Google Integrating Analytics with SEO Tools
Google is tying its Analytics and Webmaster Tools applications more closely together in an effort to give Web publishers a joint view of internal site traffic and search engine optimization (SEO) data.
Tue, June 07, 2011
IDG News Service — Google (GOOG) is tying its Analytics and Webmaster Tools applications more closely together in an effort to give Web publishers a joint view of internal site traffic and search engine optimization (SEO) data.
Web publishers can apply to participate in a test run of the linked tools.
This initial integration attempt will surface some Webmaster Tools data in the Analytics interface, such as the number of Google search queries and the query terms that returned pages from the publisher's site, as well as the number of times and the rate at which users clicked to the site from Google results.
Many webmasters have had to keep Google Analytics open in one browser window and Webmaster Tools open in another, said Kevin Lee, CEO of Didit, a search engine marketing firm.
"It's great to see that Google will merge data across the platforms with an integration," he said via e-mail.
In addition, Web publishers will be able to slice-and-dice the SEO data and create graphs using Analytics tools. "For example, you can filter for queries that had more than 100 clicks and see a chart for how much each of those queries contributed to your overall clicks from top queries," wrote Christina Chen and Torrey Hoffman from Google's Webmaster Tools group in a blog post on Tuesday.
While Webmaster Tools data focuses on how a site's pages perform in Google search results, Analytics tracks users' activities within the site. Having a combined view of both sets of data has been a popular request.

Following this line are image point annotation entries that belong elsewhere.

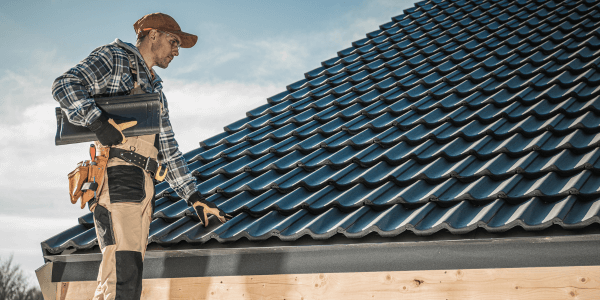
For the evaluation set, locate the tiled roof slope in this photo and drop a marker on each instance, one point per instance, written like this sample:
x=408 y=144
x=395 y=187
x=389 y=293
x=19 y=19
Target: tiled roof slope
x=454 y=115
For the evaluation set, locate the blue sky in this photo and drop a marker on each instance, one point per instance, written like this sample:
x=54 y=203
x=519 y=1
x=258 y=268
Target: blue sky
x=246 y=51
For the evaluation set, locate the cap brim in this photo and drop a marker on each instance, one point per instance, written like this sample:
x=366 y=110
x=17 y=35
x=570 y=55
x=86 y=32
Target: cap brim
x=187 y=40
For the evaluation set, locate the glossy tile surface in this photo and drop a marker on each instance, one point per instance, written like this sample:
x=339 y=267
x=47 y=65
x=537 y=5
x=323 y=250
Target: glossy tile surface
x=454 y=115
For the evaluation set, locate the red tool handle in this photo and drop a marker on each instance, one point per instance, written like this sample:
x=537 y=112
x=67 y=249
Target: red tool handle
x=93 y=152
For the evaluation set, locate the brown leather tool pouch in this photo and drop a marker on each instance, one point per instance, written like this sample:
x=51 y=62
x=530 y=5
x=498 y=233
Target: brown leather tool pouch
x=76 y=180
x=86 y=180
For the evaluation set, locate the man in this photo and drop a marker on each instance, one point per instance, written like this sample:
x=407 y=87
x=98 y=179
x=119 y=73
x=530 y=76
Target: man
x=123 y=207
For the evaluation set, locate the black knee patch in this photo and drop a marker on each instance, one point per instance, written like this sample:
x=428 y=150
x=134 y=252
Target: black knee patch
x=126 y=184
x=103 y=223
x=130 y=267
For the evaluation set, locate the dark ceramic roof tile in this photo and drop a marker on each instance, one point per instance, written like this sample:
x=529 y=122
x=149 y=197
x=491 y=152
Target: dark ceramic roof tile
x=454 y=115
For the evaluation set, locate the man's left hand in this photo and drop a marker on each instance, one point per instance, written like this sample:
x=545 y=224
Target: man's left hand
x=203 y=208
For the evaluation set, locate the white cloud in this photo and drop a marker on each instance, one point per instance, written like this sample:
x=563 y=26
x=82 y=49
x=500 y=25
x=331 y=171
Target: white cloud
x=199 y=111
x=228 y=81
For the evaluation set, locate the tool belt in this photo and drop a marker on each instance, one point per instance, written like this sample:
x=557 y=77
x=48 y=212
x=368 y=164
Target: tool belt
x=147 y=163
x=85 y=182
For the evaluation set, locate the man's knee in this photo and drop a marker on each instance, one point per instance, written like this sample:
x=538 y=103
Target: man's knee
x=129 y=274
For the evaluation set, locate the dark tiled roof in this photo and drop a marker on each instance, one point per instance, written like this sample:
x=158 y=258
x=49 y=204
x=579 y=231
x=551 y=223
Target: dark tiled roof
x=454 y=115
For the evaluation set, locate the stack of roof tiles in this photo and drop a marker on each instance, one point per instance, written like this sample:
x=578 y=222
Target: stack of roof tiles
x=454 y=115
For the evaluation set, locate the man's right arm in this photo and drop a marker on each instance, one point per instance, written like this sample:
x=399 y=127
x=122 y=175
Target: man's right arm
x=75 y=88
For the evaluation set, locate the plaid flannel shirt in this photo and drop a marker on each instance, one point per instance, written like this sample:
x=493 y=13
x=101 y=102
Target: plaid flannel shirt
x=106 y=72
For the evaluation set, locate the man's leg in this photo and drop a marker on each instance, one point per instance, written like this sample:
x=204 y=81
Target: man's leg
x=128 y=208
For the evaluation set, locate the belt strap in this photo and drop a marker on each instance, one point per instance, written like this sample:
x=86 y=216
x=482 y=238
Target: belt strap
x=146 y=163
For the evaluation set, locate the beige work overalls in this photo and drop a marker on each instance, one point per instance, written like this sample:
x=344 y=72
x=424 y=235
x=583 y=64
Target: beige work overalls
x=122 y=216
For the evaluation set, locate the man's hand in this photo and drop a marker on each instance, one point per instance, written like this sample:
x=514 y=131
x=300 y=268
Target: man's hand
x=203 y=208
x=108 y=132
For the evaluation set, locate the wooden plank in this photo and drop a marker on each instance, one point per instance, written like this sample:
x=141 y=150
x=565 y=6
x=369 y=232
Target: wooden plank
x=44 y=276
x=517 y=283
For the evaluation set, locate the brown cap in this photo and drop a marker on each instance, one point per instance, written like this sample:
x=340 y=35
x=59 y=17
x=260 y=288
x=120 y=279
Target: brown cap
x=163 y=22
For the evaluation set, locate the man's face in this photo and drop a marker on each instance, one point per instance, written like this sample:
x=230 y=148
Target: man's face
x=165 y=49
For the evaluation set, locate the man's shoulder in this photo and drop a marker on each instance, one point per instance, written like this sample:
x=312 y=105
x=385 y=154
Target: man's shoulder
x=112 y=49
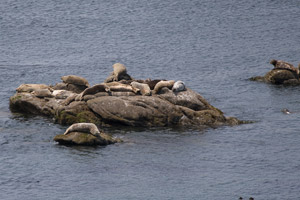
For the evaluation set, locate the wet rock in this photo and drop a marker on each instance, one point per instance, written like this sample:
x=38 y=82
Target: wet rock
x=110 y=107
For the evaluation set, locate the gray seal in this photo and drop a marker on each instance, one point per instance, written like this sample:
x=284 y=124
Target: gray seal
x=83 y=127
x=178 y=86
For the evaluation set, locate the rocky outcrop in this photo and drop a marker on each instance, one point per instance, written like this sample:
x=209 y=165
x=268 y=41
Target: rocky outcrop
x=108 y=104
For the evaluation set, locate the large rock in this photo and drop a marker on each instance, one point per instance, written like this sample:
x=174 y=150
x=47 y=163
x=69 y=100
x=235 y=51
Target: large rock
x=167 y=108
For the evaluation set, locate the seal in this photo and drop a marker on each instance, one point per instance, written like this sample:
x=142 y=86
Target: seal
x=161 y=84
x=70 y=99
x=41 y=93
x=119 y=70
x=178 y=86
x=31 y=87
x=144 y=88
x=95 y=89
x=83 y=127
x=119 y=87
x=286 y=111
x=76 y=80
x=61 y=94
x=152 y=83
x=118 y=94
x=279 y=64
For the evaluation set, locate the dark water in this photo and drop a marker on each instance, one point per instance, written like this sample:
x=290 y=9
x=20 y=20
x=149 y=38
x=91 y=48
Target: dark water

"We've heard from many of you that an integration between Webmaster Tools and Google Analytics is at the top of your wishlists," wrote Trevor Claiborne, from the Google Analytics group in another blog post.
Didit's Lee said that meshing the data from the two applications will make life easier for webmasters.
"Combining the data will give webmasters even more insight into what happened and what to change to have more positive outcomes and less negative ones," he said.